Affine Transforms

2023/09/28

Categories: GeekStuff

Affine Transforms

(Long time no blog! My blog rendering thing broke, my templates were incompatible with the new one, and I needed to figure out how to use MathJax to try to make this legible. Ugh.)

So, I like fractals, especially iterated function system fractals (think the Koch snowflake). And I’ve been writing code to do these for years. And it’s been horribly, stupidly, slow that whole time because I didn’t understand affine transforms. I’m only interested in 2D, so I’m talking about 2D.

So here’s what I didn’t understand. Let’s start with the basic concept. An affine transform is a transform which preserves the relationships between points, and mostly this means we can do scales, rotations, and translations. (Translate, here, in the sense of “move by a fixed amount.”) The way this is represented is linear algebra and matrix multiplication.
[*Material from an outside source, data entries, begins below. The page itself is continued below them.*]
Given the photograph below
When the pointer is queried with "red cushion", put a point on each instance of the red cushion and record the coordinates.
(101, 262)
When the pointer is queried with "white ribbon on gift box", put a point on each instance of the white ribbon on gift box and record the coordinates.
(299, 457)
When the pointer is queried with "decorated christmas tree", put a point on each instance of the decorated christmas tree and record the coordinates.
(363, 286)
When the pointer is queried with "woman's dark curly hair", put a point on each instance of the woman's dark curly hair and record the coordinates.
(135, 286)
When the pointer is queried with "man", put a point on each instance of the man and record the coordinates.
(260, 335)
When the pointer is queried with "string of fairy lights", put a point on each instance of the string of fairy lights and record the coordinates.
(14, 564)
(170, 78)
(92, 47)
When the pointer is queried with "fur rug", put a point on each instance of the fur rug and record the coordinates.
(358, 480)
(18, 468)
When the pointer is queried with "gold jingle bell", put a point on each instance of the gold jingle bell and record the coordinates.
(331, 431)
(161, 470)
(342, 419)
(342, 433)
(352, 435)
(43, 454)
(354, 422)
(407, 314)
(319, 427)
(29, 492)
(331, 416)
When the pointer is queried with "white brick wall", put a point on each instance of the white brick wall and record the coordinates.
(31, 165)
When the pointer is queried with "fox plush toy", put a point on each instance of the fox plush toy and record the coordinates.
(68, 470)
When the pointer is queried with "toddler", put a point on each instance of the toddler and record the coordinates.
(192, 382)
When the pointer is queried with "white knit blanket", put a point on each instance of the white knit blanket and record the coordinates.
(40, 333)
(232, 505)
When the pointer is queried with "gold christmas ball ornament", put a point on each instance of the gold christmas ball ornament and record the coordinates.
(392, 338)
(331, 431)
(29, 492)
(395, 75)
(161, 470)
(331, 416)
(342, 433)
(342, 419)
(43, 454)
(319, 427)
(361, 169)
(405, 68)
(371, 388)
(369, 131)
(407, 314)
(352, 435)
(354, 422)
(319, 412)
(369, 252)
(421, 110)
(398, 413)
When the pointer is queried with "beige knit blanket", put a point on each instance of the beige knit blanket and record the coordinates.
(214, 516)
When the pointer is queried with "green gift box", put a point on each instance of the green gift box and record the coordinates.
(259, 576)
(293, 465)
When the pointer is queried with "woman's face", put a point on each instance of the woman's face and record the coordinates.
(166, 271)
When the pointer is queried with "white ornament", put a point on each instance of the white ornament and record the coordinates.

We define a matrix in the form

$\begin{bmatrix}a00 & a01 & a02 \\ a10 & a11 & a12 \\ 0 & 0 & 1\end{bmatrix}$

and we extend our vector from $\begin{bmatrix}x & y\end{bmatrix}$ to $\begin{bmatrix}x & y & 1\end{bmatrix}$. We can then multiply these out, ignore the last value in the result, and get our new $x’$ and $y’$.

But we don’t actually need to store the $\begin{bmatrix}0 & 0 & 1\end{bmatrix}$ row, or the extra 1 at the end of our vector. We can just compute things as though they were there. So we actually store an affine transform as six values, like this:

$\begin{bmatrix}a00 & a01 & a02 \\ a10 & a11 & a12\end{bmatrix}$

Similarly, we don’t really have to extend our point, we can just figure out the computations. So, the actual computation looks like this (switching to Go instead of math):

type Point struct { X, Y float64 }
type Affine struct { a00, a01, a02, a10, a11, a12 float64 }

func (m *Affine) Project(p Point) Point {
	return Point{
		X: p.X * m.a00 + p.Y * m.a01 + m.a02,
		Y: p.X * m.a10 + p.Y * m.a11 + m.a12,
	}
}

Arguably, the last expression for X is really 1 * m.a02 but I am okay with simplifying that one without showing my work.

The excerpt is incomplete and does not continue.